Aedric sat on the cold stone and pressed his palms to his face. The book lay beside him, its pages damp and smeared with the city's grime. He thought of Elandor's warning, of the whisper that had called him chosen, and of Jorin's hands—hands that had once been warm and steady.

He had expected betrayal from the Council, from the Watch, from the faceless powers that kept the city in its slow, grinding order. He had not expected it from Jorin.

The whisper came again, softer now, as if pleased. The first betrayal begins tonight.

Aedric laughed then, a sound that was more a breaking than a joy. He had come for knowledge to save people, and the city had given him a lesson in what knowledge costs. He looked at the ruined book and felt the first, cold seed of something else take root—an understanding that mercy could be a weakness, and that to protect those he loved he might have to become someone who could not be loved.

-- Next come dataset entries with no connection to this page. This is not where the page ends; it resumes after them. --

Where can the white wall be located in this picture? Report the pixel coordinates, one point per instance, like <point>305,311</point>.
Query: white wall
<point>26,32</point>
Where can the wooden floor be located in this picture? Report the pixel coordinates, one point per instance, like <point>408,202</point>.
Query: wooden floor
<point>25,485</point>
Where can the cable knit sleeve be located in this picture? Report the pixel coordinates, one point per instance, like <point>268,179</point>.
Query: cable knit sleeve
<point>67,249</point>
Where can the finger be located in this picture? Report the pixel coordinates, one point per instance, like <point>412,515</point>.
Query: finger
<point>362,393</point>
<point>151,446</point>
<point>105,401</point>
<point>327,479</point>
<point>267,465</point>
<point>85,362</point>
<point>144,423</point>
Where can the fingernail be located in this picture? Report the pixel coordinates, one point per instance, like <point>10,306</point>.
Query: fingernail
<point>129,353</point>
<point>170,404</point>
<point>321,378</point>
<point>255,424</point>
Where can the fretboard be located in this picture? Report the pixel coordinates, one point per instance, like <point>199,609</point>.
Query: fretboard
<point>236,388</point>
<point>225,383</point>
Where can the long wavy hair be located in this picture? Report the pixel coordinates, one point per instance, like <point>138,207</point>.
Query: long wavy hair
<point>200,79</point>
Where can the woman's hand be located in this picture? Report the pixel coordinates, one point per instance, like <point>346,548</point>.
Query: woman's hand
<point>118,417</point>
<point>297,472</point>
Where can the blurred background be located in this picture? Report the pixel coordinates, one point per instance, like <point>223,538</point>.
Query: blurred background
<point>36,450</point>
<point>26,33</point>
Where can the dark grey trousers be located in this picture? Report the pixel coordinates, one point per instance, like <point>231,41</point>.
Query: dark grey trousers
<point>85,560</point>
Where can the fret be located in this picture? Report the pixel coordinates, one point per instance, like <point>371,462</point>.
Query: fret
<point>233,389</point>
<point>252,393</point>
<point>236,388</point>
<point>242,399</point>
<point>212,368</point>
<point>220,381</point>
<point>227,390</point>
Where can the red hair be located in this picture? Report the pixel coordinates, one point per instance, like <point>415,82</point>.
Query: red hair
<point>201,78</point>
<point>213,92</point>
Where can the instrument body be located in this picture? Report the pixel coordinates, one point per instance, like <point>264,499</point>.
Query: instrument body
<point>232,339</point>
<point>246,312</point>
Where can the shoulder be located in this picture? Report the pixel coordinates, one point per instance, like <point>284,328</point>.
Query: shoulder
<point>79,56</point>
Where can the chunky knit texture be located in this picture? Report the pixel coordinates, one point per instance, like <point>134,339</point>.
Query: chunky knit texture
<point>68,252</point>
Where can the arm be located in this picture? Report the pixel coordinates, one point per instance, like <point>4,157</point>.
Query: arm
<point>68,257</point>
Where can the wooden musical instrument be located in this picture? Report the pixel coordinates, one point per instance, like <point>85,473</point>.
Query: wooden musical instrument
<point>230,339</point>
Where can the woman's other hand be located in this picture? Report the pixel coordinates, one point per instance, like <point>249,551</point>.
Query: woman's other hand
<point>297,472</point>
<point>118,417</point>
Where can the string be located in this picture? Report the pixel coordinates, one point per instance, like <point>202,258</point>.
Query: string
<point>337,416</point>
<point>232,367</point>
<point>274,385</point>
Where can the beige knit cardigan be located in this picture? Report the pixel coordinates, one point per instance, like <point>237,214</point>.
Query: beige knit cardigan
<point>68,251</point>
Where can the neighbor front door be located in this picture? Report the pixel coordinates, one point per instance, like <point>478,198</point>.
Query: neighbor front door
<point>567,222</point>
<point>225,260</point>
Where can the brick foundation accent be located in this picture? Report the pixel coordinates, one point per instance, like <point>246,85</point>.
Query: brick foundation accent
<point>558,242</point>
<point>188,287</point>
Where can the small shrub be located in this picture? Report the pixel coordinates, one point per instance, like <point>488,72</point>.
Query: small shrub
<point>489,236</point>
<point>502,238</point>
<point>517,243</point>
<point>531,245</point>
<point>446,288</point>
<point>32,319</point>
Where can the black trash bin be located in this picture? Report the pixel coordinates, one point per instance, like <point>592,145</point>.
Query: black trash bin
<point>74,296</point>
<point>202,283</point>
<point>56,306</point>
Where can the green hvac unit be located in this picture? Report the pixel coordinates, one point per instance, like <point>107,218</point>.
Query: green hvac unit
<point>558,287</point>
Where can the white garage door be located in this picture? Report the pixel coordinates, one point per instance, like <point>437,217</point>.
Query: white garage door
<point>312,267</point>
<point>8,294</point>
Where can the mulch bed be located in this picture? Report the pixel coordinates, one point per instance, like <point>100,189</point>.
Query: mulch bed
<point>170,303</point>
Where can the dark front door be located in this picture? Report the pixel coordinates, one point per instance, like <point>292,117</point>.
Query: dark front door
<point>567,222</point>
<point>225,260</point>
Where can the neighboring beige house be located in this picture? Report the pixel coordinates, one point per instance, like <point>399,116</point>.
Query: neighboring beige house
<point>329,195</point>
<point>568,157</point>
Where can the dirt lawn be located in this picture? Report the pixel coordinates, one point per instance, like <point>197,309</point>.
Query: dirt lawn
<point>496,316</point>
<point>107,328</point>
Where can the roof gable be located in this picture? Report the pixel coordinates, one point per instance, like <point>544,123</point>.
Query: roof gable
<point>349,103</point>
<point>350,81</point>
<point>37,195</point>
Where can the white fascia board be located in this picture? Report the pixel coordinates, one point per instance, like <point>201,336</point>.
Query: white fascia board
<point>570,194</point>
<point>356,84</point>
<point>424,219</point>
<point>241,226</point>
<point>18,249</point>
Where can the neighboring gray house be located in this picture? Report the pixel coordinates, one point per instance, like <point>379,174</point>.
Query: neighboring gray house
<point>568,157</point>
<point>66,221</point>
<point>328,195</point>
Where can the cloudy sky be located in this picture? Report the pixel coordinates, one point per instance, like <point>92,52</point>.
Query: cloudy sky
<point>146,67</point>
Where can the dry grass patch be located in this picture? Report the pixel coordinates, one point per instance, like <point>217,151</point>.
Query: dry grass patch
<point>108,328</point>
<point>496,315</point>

He picked up the book, despite the crushed spine, and tucked it beneath his coat. The lantern light trembled on the river. Above, the bells tolled once more, and the fog closed in like a hand.

When he stood, his shoulders felt heavier and straighter at once. He walked back into the city not as the boy who had slipped into the archive, but as someone who had been marked by a whisper and by a friend's hand. The night swallowed him, and the city kept its secrets, but one secret had found him and would not let go.